Wednesday, November 9, 2011

1%-99% Philanthropy

As its central mantra the Occupy Wall Street (OWS) movement declares it represents the 99 % of Americans left behind by the 1 % who represent the wealthiest in the country. There is no doubt that the disparity and income gap portrayed is astonishing and disturbing. Largely ignored, for better or worse, has been what the 1% does in the way of philanthropy. Some recent gifts are as eye-popping as the wealth from which they must come. As examples: at the lower end $40 million to Harvard, $40 million to Seattle Children’s Hospital in a bequest, $150 million to The Stanford Business School and the winner - $265 million to Carnegie-Mellon University. Philanthropy Today reports all of the biggest donations this year have gone to universities, most designated for buildings or specific programs/institutes. These gifts have come from individuals.

Now The New York Times reports in a special Giving section (11/2/11) that the OWS spirit has brought more focus on the philanthropic record of the 1%: “As America’s needs grows, philanthropy and how it is carried out are being questioned more closely,” states the writer Stephanie Strom. The problem, in sum, is that needs, especially human needs, are expanding as government support contracts. The question is: what is private philanthropy doing to fill that widening gap, and if it is, who is doing it?

Last month, homeless people spent eleven days camped outside the $500 million HQ of the Bill and Melinda Gates Foundation (assets $37 billion) to secure a $30,000 grant to make up for City of Seattle cuts that had closed shelters. The protest ended when the city restored the funds. At the same time the Foundation declared its record of having previously spent over $47 million on homeless issues.

My calculator doesn’t do billions so I can’t figure what $30,000 might be as a percent of the income generated by the Gates Foundation assets. The Times article asserts that many Americans give to help people but that the richest appear to favor large gifts to universities, hospitals and the arts.
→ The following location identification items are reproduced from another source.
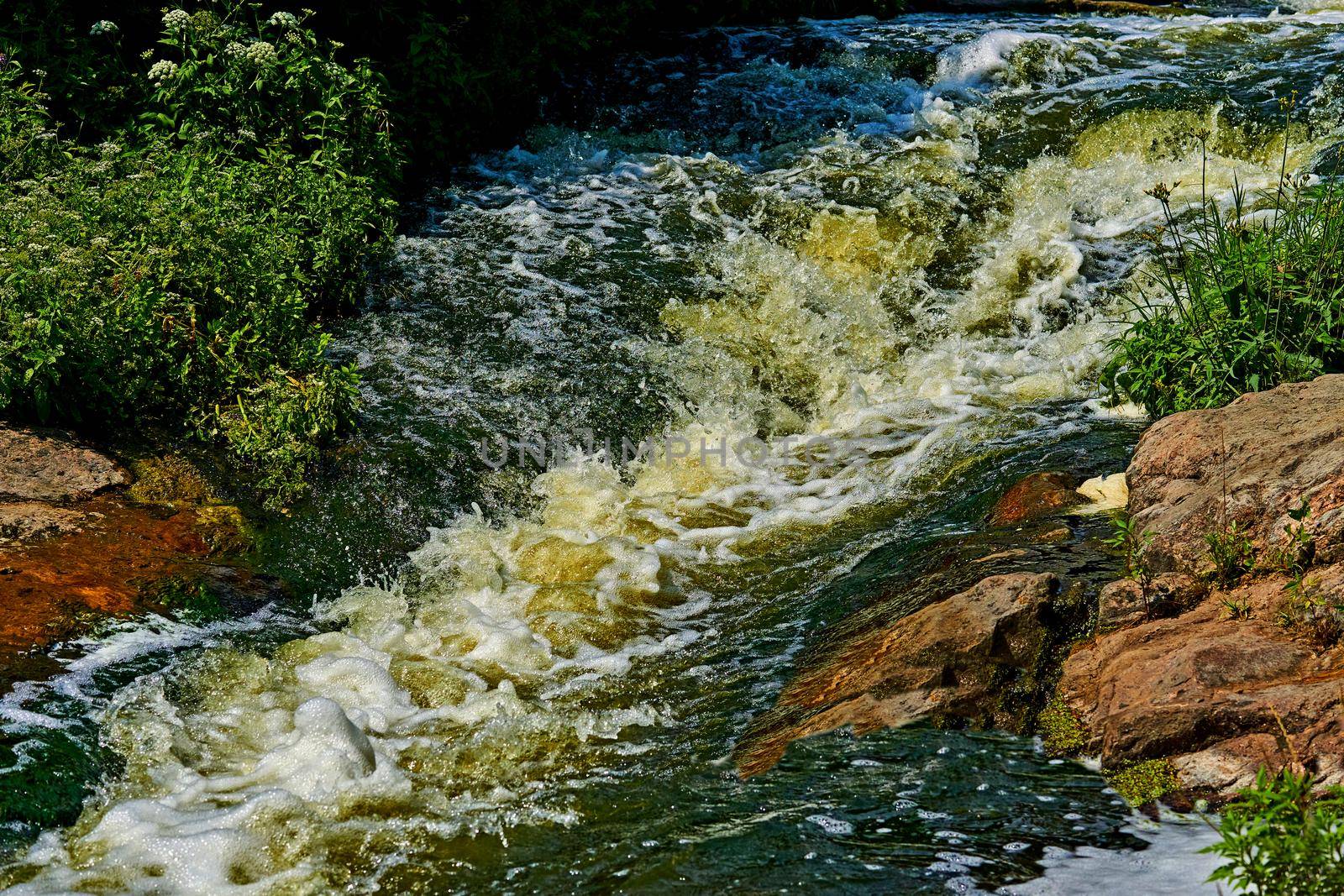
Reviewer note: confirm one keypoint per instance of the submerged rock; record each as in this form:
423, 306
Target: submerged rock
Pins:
953, 661
1037, 496
74, 547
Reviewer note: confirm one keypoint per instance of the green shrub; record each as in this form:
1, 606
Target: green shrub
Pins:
176, 273
1243, 304
1280, 839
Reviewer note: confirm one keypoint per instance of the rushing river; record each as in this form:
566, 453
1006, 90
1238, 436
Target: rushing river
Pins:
885, 257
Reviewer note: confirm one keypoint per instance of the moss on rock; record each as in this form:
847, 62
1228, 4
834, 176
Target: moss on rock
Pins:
1144, 782
1059, 730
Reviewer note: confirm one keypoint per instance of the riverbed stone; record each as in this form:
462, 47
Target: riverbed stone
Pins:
954, 663
29, 520
1037, 496
1233, 679
47, 465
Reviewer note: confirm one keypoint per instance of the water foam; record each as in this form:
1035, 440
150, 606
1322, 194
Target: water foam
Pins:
445, 701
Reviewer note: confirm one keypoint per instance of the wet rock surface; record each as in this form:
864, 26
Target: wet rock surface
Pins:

What might the OWS folks think about the Times headline of November 4 announcing the gift to the Stanford Business School: “Couple Donate $150 million to Fight Poverty in Developing Nations.” Giving USA reports that although charitable giving increased in 2010, donations to human needs nonprofits fell 6.6%

Several major donors interviewed in the media have stated that large donations to food banks for instance were not “fulfilling.” The billionaire William E. Conway Jr. told The Washington Post that he has given tens of millions to food banks and such but that had not proven to be satisfying: “Somebody’s hungry, we give money to the food bank. It would be far better if we had a more permanent solution.” To illustrate this point, the old saw is often cited that it is better to teach a man to fish than to give him one.

The etymology of the word philanthropy is from the Greek, roughly “loving mankind.” Warren Buffett has pledged the greatest part of his riches to the Gates Foundation but according to The Times declares that his sister Doris is “the real philanthropist” in the family. For over ten years her Sunshine Lady Foundation has focused exclusively on helping individuals in need. The Foundation responds to letters from people requesting dollars for everything from wheelchairs to refrigerators – funding dental work is often a plea. She regards her philanthropy as investing in people and says: “the best return is when lives change for the better in some way…”

At a recent church service I listened to a reading from Scripture that included this from Isaiah (Ch. 58): “….if you offer your food to the hungry and satisfy the needs of the afflicted then your light shall rise in the darkness and your gloom be like the noonday…”

Don’t misunderstand me, the multimillion dollar generosity from the 1% to large institutions, many of which contribute greatly to our society, are of vital importance. By the same token, in this time of economic peril for so many, let each of us keep firmly in mind the nonprofit organizations who direct their work to helping those who are needy within the 99 %. Those nonprofits, and the thousands of volunteers who support their efforts, are our philanthropists on the ground and they find fulfillment in knowing what a difference their time and money can make.